You are designing a rectangular poster to contain 50 in^2 of printing with a 4-in. margin at the top and bottom and a 2-in margin at each side. What overall dimensions will minimize the amount of paper used?

Jan 19, 2016

18" x 9"

Explanation:

Let the paper size be x inches in length and y inches in width.
the length of the printed space would be x-8 inches and width would be y-4 inches.

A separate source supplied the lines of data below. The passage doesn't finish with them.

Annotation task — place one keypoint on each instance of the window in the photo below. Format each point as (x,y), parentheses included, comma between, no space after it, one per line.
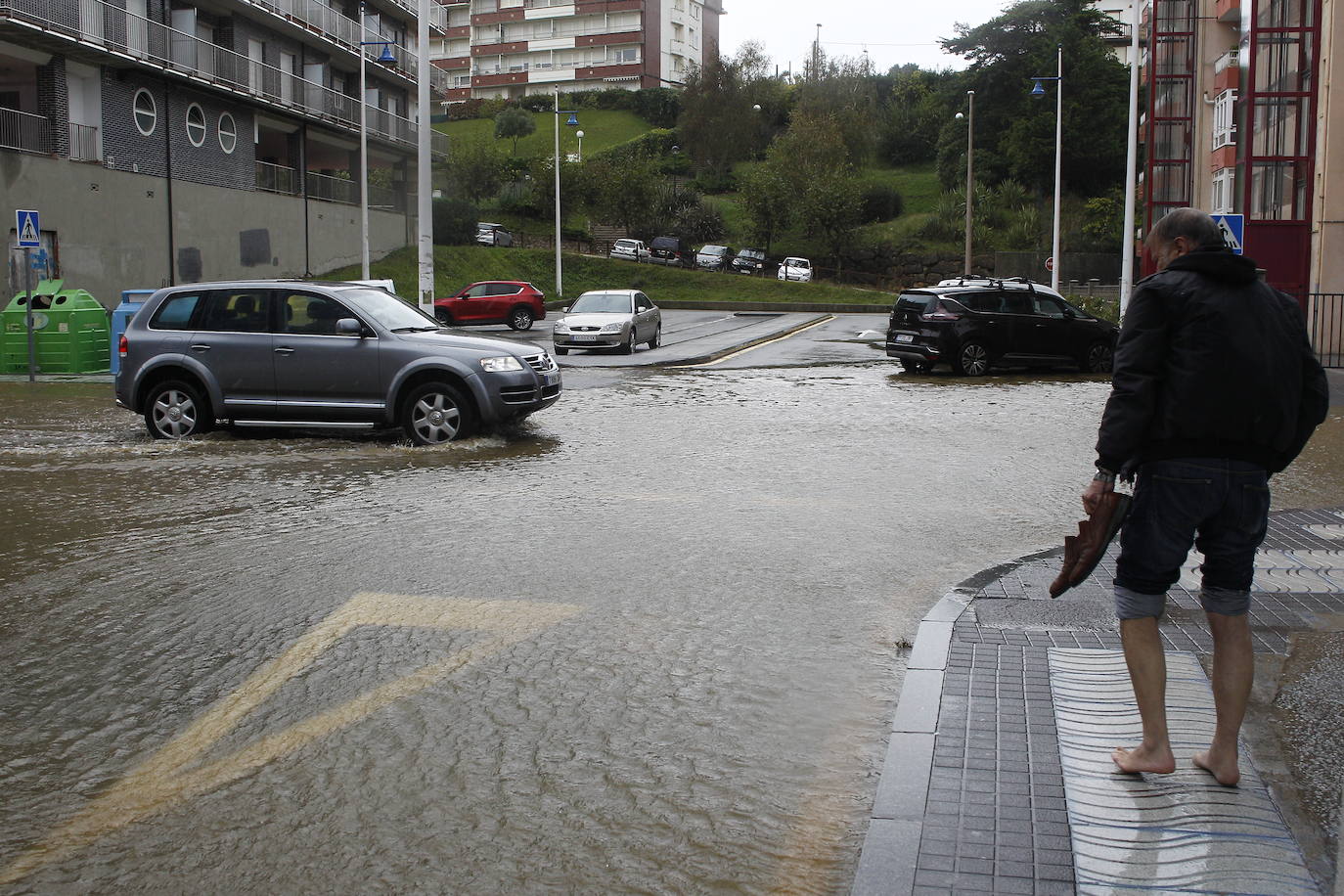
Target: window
(176,312)
(313,315)
(195,125)
(1225,119)
(146,112)
(245,312)
(1225,186)
(227,133)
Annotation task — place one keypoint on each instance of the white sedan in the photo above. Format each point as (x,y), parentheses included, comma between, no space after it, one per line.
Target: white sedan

Print area would thus be (x-8)(y-4)= 50.
From this $y = 4 + \frac{50}{x - 8} = \frac{4 x + 18}{x - 8}$.

Also from the same equation on simplifying, it is xy-8y-4x+32=50.

Since the area of the paper of size x inches by y inches is xy, let it be denoted as A. Thus
A-8y-4x=18 Or A= 8y+4x+18

$A = \frac{32 x + 144}{x - 8} + 4 x + 18$. For minimum paper size $\frac{\mathrm{dA}}{\mathrm{dx}}$ must be =0, hence,

$\frac{\mathrm{dA}}{\mathrm{dx}} = \frac{32 \left(x - 8\right) - \left(32 x + 144\right)}{x - 8} ^ 2 + 4 = 0$

$\frac{- 400}{x - 8} ^ 2 + 4 = 0$

${\left(x - 8\right)}^{2} = 100$

x-8=10
x=18, hence y= $4 + \frac{50}{x - 8}$ =9

Dimension of minimum paper size would be 18 inches by 9 inches.